A large number of colleges will continue to function without a principal this year as there are only a few takers for the job.
Less than 300 candidates have applied against around 220 vacancies.
“It’s unlikely we will be able to fill up more than one-third the vacancies, given the rigorous screening process and the number of applicants,” said an official in the college service commission, which recruits principals of state-aided colleges.
The commission had on December 31 published an advertisement seeking applications for the post. January 31 was the last date for sending applications.
The commission had to defer the deadline to February 10 because of relatively few applicants. “The last date has again been extended, to February 12, in the hope that we will receive at least 300 applications,” commission chairman Siddhartha Majumdar said.
Last year, only 150 candidates had applied for the 135-odd vacancies. The commission could only appoint 42 principals.
The 220-odd of the 440-plus colleges in Bengal that do not have a principal are run by teachers-in-charge. The colleges where the post will remain vacant after the current round of recruitment will have to wait at least till next year to fill up the vacancies.
The principals Metro spoke to said most senior teachers are reluctant to apply because of “poor pay”. The basic pay of a principal of a state-aided college is Rs 43,390.
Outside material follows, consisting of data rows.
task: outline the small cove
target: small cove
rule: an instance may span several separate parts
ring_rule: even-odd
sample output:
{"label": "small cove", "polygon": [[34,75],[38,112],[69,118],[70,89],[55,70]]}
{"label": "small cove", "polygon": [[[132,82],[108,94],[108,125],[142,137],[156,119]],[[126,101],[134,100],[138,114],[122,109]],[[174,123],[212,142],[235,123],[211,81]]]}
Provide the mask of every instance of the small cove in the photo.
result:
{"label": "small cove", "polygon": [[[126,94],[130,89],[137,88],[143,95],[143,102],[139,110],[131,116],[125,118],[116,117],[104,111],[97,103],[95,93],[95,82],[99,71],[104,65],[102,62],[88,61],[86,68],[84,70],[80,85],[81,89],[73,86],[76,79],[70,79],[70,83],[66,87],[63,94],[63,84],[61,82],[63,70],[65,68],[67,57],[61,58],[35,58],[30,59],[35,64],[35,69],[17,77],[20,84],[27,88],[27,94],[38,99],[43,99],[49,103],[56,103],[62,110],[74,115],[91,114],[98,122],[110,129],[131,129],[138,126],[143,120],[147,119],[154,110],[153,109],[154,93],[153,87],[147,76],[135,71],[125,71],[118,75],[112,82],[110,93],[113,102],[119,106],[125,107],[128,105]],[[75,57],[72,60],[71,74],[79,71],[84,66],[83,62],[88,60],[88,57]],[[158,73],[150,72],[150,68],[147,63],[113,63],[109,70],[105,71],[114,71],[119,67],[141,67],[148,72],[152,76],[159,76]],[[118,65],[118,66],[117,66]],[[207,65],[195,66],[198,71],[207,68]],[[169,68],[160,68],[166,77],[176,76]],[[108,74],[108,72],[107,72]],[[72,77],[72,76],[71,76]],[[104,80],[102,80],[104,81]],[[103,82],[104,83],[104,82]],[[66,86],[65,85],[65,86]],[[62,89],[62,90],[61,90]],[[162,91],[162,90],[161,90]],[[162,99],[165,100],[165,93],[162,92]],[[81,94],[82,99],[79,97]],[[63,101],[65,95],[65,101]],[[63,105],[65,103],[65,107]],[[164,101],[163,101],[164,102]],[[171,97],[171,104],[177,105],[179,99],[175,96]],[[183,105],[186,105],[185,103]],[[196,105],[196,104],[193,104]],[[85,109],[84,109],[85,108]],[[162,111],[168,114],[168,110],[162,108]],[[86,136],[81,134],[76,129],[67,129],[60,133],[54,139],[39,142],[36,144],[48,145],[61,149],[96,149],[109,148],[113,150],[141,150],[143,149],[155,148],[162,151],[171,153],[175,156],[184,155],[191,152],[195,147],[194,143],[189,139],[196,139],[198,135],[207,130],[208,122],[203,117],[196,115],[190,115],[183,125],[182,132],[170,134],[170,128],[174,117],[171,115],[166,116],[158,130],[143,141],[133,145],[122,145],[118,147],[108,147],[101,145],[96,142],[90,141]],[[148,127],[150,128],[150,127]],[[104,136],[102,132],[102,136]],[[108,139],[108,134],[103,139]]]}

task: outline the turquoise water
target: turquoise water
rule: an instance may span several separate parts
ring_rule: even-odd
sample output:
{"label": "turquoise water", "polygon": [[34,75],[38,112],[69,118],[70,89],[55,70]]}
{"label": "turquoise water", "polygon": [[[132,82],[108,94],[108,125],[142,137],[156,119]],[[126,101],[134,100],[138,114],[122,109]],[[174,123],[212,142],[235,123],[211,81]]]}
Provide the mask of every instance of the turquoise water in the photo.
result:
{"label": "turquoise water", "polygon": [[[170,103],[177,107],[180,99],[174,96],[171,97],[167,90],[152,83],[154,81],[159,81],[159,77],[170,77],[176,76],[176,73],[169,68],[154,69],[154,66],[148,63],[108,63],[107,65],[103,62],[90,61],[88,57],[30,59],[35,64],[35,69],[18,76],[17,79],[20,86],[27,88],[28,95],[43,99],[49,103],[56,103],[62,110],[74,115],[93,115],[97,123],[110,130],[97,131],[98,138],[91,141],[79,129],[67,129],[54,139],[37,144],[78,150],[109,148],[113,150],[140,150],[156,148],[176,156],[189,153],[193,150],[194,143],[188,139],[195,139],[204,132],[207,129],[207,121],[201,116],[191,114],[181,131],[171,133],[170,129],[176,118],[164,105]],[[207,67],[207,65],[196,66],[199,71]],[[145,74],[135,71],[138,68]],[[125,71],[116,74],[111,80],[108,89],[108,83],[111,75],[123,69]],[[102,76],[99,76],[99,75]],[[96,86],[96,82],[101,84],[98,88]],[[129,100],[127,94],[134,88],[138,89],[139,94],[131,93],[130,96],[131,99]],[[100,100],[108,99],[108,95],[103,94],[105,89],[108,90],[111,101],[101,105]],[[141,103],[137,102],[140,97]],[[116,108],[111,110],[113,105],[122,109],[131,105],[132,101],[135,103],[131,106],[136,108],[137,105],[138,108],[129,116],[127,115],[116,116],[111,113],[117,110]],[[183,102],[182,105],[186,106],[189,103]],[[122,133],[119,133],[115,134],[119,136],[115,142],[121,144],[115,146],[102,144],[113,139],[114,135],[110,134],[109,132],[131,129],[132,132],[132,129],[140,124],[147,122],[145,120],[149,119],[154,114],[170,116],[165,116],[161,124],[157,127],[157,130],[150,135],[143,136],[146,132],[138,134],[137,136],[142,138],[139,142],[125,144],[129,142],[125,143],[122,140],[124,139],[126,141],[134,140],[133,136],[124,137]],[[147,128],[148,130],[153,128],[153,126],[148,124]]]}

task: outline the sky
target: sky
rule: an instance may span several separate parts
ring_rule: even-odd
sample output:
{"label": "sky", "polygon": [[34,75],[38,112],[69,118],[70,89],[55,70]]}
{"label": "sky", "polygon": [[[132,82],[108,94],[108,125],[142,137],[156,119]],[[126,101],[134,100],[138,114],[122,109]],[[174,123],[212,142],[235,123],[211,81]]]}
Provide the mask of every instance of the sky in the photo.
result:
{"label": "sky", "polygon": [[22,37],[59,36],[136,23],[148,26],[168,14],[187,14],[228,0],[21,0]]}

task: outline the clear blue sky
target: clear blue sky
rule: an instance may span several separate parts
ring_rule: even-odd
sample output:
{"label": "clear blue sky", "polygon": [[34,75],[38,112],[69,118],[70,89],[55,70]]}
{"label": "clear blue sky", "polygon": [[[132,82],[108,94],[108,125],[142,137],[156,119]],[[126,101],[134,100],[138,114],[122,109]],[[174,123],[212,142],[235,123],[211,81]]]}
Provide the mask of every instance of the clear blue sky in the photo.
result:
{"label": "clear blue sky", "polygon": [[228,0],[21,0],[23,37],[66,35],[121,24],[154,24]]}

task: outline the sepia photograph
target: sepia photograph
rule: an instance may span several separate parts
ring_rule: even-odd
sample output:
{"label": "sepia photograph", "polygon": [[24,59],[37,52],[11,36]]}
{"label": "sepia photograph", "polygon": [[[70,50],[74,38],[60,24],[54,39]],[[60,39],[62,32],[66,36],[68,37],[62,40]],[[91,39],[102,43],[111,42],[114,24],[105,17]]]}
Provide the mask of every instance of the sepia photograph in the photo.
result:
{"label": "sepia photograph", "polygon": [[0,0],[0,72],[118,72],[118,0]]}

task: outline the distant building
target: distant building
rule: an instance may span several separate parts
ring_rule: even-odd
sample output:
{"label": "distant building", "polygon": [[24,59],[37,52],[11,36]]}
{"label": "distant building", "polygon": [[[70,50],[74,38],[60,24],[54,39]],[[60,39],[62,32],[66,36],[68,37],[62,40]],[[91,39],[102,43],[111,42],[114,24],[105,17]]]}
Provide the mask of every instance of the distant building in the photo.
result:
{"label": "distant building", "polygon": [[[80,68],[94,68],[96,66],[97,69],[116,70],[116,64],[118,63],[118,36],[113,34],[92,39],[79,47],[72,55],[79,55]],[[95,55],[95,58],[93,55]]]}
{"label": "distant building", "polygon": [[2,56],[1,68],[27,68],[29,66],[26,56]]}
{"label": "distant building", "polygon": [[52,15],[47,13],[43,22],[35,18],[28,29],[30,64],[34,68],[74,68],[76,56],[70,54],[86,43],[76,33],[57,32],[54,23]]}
A college teacher of the rank of associate professor is eligible to apply for the principal’s post if he has 15 years’ teaching experience. A principal pointed out that an associate professor’s basic pay touches Rs 43,390 by the time he completes 15 years in service.
“The only additional benefit a principal enjoys is a monthly allowance of Rs 4,000, which is a pittance compared with the workload of a principal. The pay fails to encourage senior teachers to apply for the post,” the principal said.
The Trinamul government’s promise to provide incentives to college heads — such as car allowances and reimbursement of phone and Internet bills — are yet to be implemented. The government had started recruiting principals every year from 2012, replacing the system of appointing principals once in three years practised during the Left regime. The system was introduced to ensure that each college is run by a principal.